Пока протекал данный нам для капитуляции перед центральными державами срок, австро-венгерское правительство неожиданно выразило своё согласие на возобновление прерванных с нами переговоров, которые оно так решительно отвергало, пока от них можно было ожидать какой-нибудь пользы. Имело ли на решение Берхтольда какое-либо влияние давление из Берлина, как это утверждало германское правительство, обнародовавшее с запозданием целого года [17]
, телеграммы Бетмана-Гольвега к Чиршкому, в которых он советовал венскому кабинету возобновить с нами разговоры, или же это решение было принято Берхтольдом самопочинно ввиду неготовности австрийской армии к активным действиям не только против России, но и против Сербии, или же, наконец, — просто для отвода глаз, так как в Вене уже имели уверенность в предстоявшем объявлении нам Германией войны и поэтому могли безнаказанно обнаружить некоторую примирительность, — в настоящее время не представляет большого интереса. Гром орудий помешал возобновлению этих переговоров, которым я придавал практическое значение только в первую стадию австро-сербского столкновения. Объявление войны Сербии и бомбардирование Белграда лишали их этого значения, и я, не отказываясь от них по вышеприведенным соображениям, утратил к ним всякий интерес. Помочь они ничему не могли, а отсрочивать было более нечего. Этот шаг, последний и бесповоротный, был совершен Германией в субботу 1 августа. В 7 часов вечера ко мне явился граф Пурталес и с первых же слов спросил меня, готово ли русское правительство дать благоприятный ответ на предъявленный им накануне ультиматум. Я ответил отрицательно и заметил, что хотя общая мобилизация не могла быть отменена, Россия тем не менее была по-прежнему расположена продолжать переговоры для разрешения спора мирным путем.Граф Пурталес был в большом волнении. Он повторил свой вопрос и подчеркнул те тяжёлые последствия, которые повлечет за собою наш отказ считаться с германским требованием отмены мобилизации. Я повторил уже данный ему раньше ответ. Посол, вынув из кармана сложенный лист бумаги, дрожащим голосом повторил в третий раз тот же вопрос. Я сказал ему, что не могу дать ему другого ответа. Посол, с видимым усилием и глубоко взволнованный, сказал мне: «В таком случае мне поручено моим правительством передать вам следующую ноту». Дрожащая рука Пурталеса вручила мне ноту, содержащую объявление нам войны. В ней заключалось два варианта, попавшие по недосмотру германского посольства в один текст. Эта оплошность обратила на себя внимание лишь позже, так как содержание ноты было совершенно ясно. К тому же я не имел времени в ту пору подвергнуть её дословному разбору.

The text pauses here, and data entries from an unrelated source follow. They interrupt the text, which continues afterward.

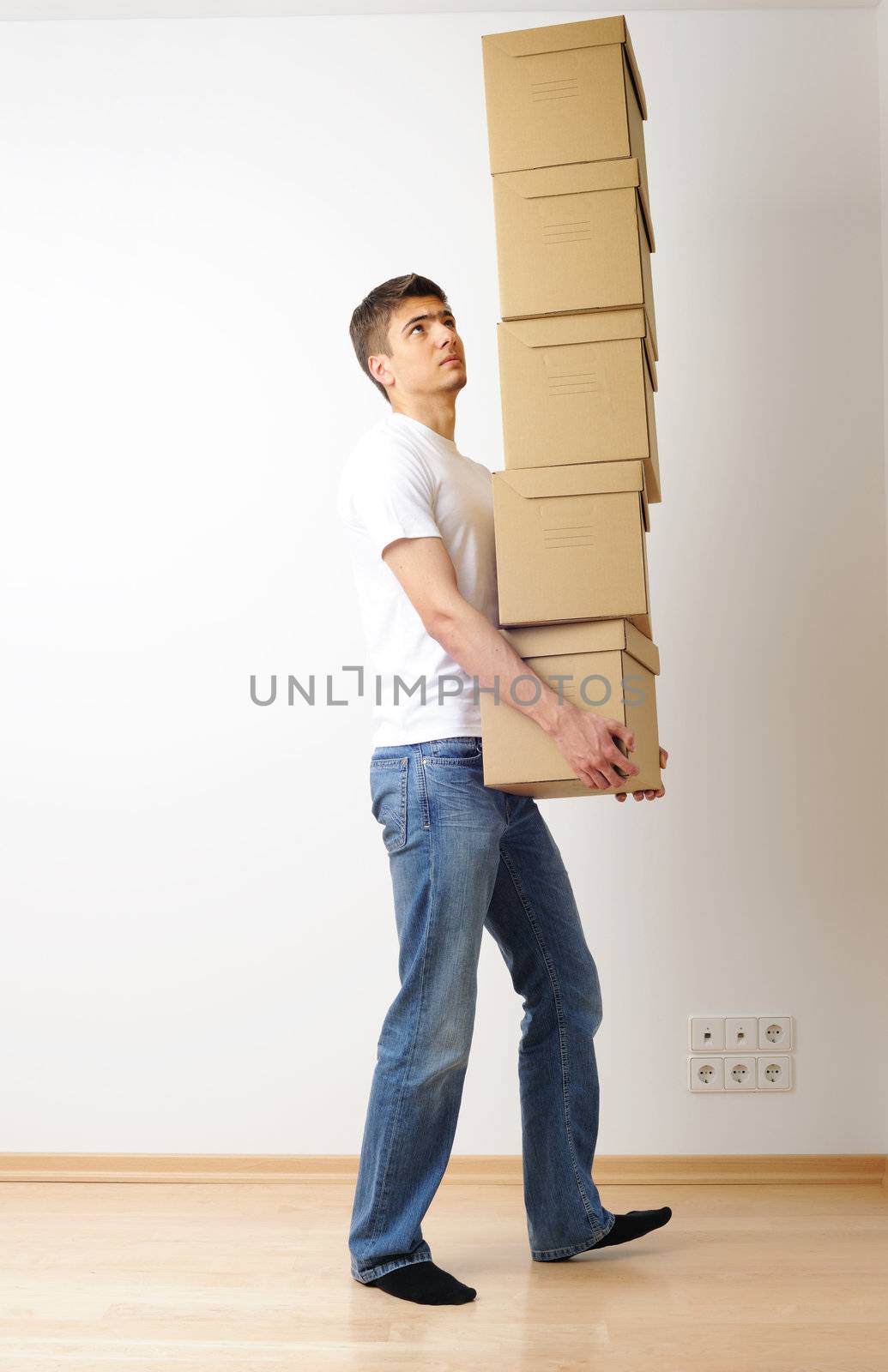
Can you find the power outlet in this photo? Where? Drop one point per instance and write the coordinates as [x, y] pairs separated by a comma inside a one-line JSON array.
[[706, 1074], [775, 1074], [741, 1033], [776, 1033], [740, 1074], [707, 1033]]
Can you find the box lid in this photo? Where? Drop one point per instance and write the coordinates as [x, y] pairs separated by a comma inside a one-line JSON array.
[[579, 479], [585, 327], [556, 38], [578, 178], [585, 635]]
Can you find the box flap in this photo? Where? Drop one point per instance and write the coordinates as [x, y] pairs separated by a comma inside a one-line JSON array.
[[643, 649], [579, 178], [583, 635], [556, 38], [576, 479], [583, 327]]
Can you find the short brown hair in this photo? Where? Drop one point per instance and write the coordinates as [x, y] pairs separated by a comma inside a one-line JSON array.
[[370, 322]]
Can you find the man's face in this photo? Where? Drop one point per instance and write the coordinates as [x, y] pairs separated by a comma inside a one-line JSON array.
[[421, 340]]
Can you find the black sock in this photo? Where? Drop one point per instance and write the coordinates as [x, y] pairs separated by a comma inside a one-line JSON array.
[[426, 1283], [626, 1227]]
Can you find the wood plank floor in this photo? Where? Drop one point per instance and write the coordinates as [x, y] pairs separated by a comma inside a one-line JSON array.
[[198, 1278]]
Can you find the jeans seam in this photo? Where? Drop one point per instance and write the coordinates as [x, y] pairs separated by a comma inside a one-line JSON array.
[[384, 1200], [562, 1046]]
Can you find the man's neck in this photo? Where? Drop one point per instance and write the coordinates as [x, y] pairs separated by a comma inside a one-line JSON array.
[[438, 418]]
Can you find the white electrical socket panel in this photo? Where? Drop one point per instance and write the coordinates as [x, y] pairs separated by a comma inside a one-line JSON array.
[[741, 1033], [706, 1074], [776, 1033], [740, 1074], [707, 1035], [775, 1072]]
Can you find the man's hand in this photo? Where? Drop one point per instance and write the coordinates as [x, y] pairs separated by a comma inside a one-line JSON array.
[[586, 741], [647, 795]]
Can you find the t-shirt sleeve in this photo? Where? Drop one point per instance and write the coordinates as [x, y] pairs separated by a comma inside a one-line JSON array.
[[391, 496]]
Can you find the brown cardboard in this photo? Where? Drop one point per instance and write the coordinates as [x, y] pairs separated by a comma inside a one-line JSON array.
[[571, 544], [521, 758], [574, 238], [578, 388], [565, 93]]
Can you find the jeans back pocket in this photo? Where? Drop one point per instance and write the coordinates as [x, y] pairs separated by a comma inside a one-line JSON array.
[[456, 749]]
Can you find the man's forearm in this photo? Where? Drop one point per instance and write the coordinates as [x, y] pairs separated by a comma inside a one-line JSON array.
[[480, 651]]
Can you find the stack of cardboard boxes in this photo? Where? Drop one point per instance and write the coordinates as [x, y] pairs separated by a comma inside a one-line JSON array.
[[578, 356]]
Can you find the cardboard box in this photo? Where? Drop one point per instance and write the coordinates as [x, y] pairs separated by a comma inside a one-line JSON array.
[[610, 669], [574, 238], [579, 388], [565, 93], [571, 544]]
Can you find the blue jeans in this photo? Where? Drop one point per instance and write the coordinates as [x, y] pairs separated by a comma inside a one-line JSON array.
[[462, 858]]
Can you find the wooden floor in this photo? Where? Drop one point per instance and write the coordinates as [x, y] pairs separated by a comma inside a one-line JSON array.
[[198, 1278]]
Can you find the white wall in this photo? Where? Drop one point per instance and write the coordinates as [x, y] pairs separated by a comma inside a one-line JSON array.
[[199, 942]]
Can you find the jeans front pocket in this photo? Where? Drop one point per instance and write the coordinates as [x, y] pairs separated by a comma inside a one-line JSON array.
[[456, 749], [389, 792]]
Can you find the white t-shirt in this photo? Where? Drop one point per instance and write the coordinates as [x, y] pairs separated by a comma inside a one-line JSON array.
[[405, 480]]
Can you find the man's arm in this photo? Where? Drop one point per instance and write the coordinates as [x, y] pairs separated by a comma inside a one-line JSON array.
[[585, 740]]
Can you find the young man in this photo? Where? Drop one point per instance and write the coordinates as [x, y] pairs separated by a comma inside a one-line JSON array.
[[462, 857]]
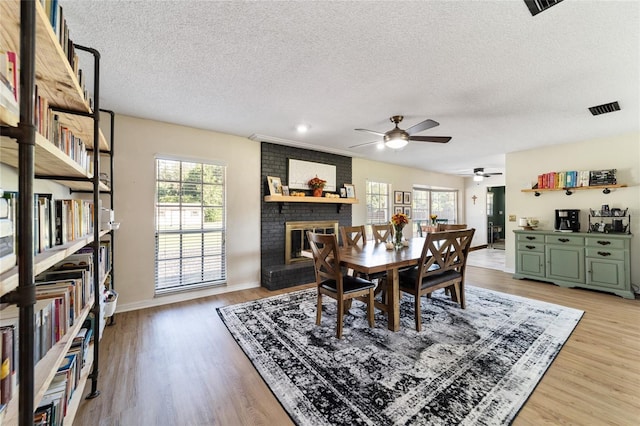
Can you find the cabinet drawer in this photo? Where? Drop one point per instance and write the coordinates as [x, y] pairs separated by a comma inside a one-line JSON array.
[[531, 247], [530, 238], [564, 239], [604, 242], [605, 253]]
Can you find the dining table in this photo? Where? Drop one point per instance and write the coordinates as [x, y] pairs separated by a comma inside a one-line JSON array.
[[373, 258]]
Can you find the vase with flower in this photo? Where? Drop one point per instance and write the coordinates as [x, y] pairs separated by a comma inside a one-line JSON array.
[[398, 221], [317, 185]]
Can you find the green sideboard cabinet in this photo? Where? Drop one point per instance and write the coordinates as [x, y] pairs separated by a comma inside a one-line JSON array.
[[588, 260]]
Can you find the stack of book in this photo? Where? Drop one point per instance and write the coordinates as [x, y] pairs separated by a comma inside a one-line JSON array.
[[9, 82], [574, 179]]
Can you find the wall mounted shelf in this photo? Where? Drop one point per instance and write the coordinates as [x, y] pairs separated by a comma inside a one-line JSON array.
[[281, 199], [568, 191]]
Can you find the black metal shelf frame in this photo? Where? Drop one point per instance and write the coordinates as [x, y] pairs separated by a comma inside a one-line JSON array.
[[24, 296]]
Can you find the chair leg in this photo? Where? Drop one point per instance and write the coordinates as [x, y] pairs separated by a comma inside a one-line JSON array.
[[370, 303], [347, 306], [319, 309], [340, 314], [418, 312]]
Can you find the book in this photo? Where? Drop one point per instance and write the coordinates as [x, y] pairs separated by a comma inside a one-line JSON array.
[[6, 353], [61, 221]]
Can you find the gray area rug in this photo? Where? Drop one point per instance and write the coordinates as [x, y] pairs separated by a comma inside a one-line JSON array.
[[475, 366]]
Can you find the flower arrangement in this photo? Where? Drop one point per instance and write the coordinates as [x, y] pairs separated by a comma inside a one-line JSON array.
[[316, 183], [398, 220]]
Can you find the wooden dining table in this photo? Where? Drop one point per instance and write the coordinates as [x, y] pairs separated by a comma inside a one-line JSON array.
[[373, 258]]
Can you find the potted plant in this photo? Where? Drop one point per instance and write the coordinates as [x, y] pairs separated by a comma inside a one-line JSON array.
[[317, 185], [398, 220]]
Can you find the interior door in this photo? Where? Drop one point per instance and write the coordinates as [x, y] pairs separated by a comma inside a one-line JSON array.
[[495, 216]]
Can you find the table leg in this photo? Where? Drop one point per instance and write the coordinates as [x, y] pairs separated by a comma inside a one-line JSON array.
[[393, 300]]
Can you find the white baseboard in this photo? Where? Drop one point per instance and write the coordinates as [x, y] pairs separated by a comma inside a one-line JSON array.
[[182, 297]]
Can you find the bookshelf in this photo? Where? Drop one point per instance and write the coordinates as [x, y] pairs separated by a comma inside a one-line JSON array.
[[26, 30], [569, 190]]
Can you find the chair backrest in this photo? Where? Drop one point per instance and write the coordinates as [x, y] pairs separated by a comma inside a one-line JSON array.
[[444, 251], [447, 227], [353, 235], [382, 233], [326, 258]]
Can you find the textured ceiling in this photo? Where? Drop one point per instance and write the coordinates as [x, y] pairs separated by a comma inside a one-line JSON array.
[[496, 79]]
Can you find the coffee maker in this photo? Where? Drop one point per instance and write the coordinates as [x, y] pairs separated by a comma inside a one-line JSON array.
[[567, 220]]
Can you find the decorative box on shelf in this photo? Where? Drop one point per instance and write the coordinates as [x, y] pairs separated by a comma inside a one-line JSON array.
[[610, 221]]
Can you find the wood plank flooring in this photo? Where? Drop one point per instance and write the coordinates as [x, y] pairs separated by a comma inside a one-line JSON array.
[[178, 365]]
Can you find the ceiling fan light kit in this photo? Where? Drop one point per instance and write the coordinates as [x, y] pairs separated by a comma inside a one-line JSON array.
[[398, 138]]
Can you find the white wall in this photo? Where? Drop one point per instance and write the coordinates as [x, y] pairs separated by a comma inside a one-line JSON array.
[[476, 211], [522, 169], [137, 143], [401, 179]]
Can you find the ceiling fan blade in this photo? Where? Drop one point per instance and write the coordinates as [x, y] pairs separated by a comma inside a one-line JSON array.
[[365, 144], [417, 128], [370, 131], [436, 139]]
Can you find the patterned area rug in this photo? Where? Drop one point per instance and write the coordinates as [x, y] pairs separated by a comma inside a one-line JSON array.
[[475, 366]]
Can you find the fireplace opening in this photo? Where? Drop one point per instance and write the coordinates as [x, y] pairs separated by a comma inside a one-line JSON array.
[[296, 238]]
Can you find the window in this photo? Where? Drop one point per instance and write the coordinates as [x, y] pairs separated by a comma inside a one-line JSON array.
[[443, 203], [190, 225], [377, 196]]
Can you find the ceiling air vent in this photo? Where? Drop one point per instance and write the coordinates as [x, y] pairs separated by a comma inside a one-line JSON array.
[[537, 6], [605, 108]]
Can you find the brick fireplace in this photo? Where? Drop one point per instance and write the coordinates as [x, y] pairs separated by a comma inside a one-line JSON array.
[[276, 273]]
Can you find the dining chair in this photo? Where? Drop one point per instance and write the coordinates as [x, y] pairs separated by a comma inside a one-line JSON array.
[[353, 235], [451, 227], [442, 265], [332, 282], [382, 233]]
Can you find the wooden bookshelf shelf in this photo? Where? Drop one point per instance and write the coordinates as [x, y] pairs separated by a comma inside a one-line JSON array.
[[45, 260], [49, 161], [53, 68], [8, 118], [59, 74], [46, 368], [569, 191]]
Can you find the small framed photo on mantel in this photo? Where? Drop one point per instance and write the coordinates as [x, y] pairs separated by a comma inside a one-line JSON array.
[[275, 185], [397, 195], [350, 190]]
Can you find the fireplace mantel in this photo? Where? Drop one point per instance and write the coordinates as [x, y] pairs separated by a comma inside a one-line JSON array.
[[281, 199]]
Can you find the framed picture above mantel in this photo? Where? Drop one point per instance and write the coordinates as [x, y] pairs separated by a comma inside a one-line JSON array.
[[300, 172]]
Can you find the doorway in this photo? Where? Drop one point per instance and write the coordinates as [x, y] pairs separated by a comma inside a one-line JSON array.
[[495, 217]]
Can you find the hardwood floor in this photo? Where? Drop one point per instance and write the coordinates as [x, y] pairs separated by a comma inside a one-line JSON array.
[[178, 365]]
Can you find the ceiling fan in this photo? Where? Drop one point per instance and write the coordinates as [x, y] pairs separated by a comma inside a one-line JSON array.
[[479, 174], [397, 138]]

После вручения ноты посол, которому, видимо, стоило большого усилия исполнить возложенное на него поручение, потерял всякое самообладание и, прислонившись к окну, заплакал, подняв руки и повторяя: «Кто мог бы предвидеть, что мне придётся покинуть Петроград при таких условиях!». Несмотря на собственное моё волнение, которым мне, однако, удалось овладеть, я почувствовал к нему искреннюю жалость, и мы обнялись перед тем, как он вышел нетвердыми шагами из моего кабинета.
Несмотря на то, что граф Пурталес не всегда удачно выполнял свою роль посредника между германским и русским правительствами в критическое для обоих время и, по-видимому, односторонне и неполно осведомлял берлинский кабинет о положении вещей в Петрограде, я не сомневаюсь, что он искренно желал избегнуть разрыва между своей родиной и Россией не только по чувству врожденного миролюбия, но и потому, что он отдавал себе отчёт в том, какие последствия означенный разрыв должен был неизбежно повлечь за собой. Вероятно, представление об этих последствиях восстало в его воображении с особенной силой в минуту, когда ему пришлось принять непосредственное участие в его совершении, и было причиной того припадка отчаяния, который овладел им, когда он осознал, что совершилось нечто грозное и непоправимое, ужас чего не было в силах охватить ничье воображение.
Если бы Пурталес не был образцовым прусским чиновником, я бы мог подумать, что в его мысли в данную минуту промелькнуло сомнение в том, было ли его правительством и им самим сделано все, что было возможно, чтобы избежать или, по крайней мере, отсрочить надвигавшуюся катастрофу. Но такое сомнение навряд ли его мучило. Он не подозревал о многом, что сделалось известно лишь долгое время спустя, и верил, как большинство его соотечественников, в непогрешимость своего правительства.